Géographe, navigateur et explorateur d’exception, Samuel de Champlain a, avec beaucoup de vision et de ténacité, réussi à fonder un établissement permanent à Québec, la source même de ce que sont devenus le Québec et le Canada actuels. Son oeuvre d’explorateur est intimement liée au grand fleuve qu’est le Saint-Laurent et à sa source, les Grands Lacs, plus particulièrement le lac Huron sur lequel il navigua en 1615. Les ponts Jacques-Cartier et Champlain sont complémentaires sur le plan de la mémoire des origines du Canada. Amputer les noms de l’un ou de l’autre nous semble inapproprié. Champlain était aussi un grand humaniste dont de nombreux succès reposaient sur des alliances fécondes avec plusieurs nations amérindiennes qu’il a côtoyées. Les Québécois peuvent être fiers d’avoir un tel homme à la source de la civilisation canadienne et québécoise qui a suivi.

Consensus nécessaire

Un changement de nom pour un ouvrage d’une telle envergure devrait d’abord faire consensus auprès des historiens et des autorités en toponymie.
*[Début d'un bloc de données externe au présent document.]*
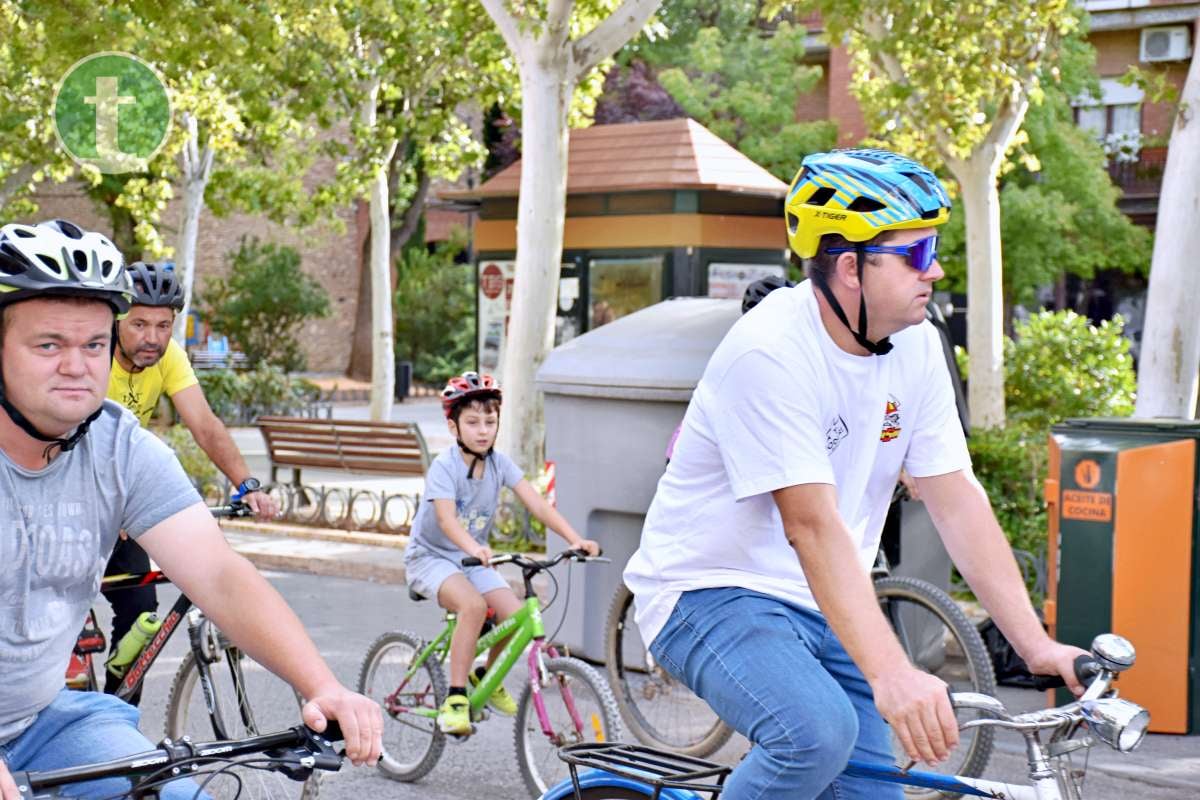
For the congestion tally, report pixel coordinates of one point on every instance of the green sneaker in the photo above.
(501, 701)
(454, 716)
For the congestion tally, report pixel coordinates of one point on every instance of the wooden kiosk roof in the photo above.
(678, 154)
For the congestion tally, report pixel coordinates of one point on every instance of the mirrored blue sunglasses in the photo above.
(921, 253)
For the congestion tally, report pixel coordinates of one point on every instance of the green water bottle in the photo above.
(132, 643)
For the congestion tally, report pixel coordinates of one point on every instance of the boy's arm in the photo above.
(549, 516)
(448, 521)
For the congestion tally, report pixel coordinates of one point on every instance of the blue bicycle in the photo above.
(623, 771)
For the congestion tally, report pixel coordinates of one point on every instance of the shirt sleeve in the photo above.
(767, 422)
(937, 445)
(439, 483)
(177, 370)
(157, 487)
(510, 474)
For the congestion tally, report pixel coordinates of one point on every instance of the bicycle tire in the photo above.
(609, 793)
(593, 701)
(683, 723)
(395, 651)
(955, 654)
(187, 715)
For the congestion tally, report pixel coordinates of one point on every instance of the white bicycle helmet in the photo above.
(60, 258)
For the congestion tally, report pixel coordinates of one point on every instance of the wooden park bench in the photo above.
(349, 445)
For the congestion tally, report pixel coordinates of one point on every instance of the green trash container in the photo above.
(1123, 553)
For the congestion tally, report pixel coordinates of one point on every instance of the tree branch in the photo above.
(611, 34)
(401, 235)
(15, 182)
(505, 23)
(891, 66)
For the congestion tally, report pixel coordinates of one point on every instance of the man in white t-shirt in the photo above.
(751, 581)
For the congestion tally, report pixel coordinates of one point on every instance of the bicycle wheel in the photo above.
(412, 744)
(607, 793)
(940, 639)
(249, 699)
(658, 709)
(579, 707)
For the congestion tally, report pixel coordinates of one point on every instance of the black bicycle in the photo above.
(295, 755)
(217, 690)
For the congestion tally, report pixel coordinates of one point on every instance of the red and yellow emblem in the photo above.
(891, 420)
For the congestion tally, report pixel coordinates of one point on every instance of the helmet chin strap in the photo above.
(475, 456)
(117, 341)
(64, 443)
(875, 348)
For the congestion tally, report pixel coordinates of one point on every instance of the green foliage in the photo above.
(935, 77)
(435, 312)
(1061, 366)
(1011, 463)
(202, 471)
(237, 397)
(515, 529)
(1059, 208)
(742, 77)
(263, 302)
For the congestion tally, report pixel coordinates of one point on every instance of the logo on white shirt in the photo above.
(835, 433)
(891, 420)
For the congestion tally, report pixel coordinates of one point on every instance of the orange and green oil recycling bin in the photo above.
(1123, 553)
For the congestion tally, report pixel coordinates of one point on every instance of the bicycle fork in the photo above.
(538, 678)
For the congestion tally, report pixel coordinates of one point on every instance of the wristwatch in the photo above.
(250, 485)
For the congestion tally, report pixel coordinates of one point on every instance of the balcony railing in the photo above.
(1140, 178)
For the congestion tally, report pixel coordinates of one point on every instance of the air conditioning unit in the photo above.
(1167, 43)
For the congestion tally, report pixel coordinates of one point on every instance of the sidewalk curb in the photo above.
(337, 553)
(397, 541)
(319, 557)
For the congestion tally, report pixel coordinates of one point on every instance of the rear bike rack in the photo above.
(658, 769)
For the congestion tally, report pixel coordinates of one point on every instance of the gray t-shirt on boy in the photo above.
(475, 500)
(59, 525)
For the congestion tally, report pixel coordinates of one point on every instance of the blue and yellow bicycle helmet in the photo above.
(858, 194)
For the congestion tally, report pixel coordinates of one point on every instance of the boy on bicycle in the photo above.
(462, 491)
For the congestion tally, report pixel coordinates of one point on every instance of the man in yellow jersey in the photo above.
(149, 364)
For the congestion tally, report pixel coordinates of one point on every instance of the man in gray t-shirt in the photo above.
(73, 471)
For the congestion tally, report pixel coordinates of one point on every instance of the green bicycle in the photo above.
(565, 701)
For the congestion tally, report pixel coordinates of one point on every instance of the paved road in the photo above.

On ne peut effacer ainsi un personnage historique très respecté tant au Québec qu’en Acadie, au Canada et aux États-Unis. Pour ce nouveau pont, devant avoir une durée de vie très longue, le nom de Champlain serait plus évocateur d’un héritage à très long terme pour les nouvelles générations que celui de Maurice-Richard.

Les représentants d’enseignants d’histoire, d’historiens et de didacticiens que nous sommes savent aussi très bien qu’il est hasardeux de nommer un ouvrage aussi important d’une personne nous ayant récemment quittés, ne serait-ce qu’à cause du manque de recul. Au surplus, un tel changement de nom, inutile et non demandé, entraînera des coûts importants pour un gouvernement qui pense au péage pour financer ce pont.

Enfin, nous avons un devoir de mémoire et une obligation pour la conservation de notre patrimoine. En somme, il faut respecter notre histoire et maintenir, pour le nouveau pont, le nom de ce grand homme que fut Samuel de Champlain. Si l’on veut une distinction avec l’ancien pont, aussi bien le nommer conformément aux règles de toponymie : Samuel-de-Champlain.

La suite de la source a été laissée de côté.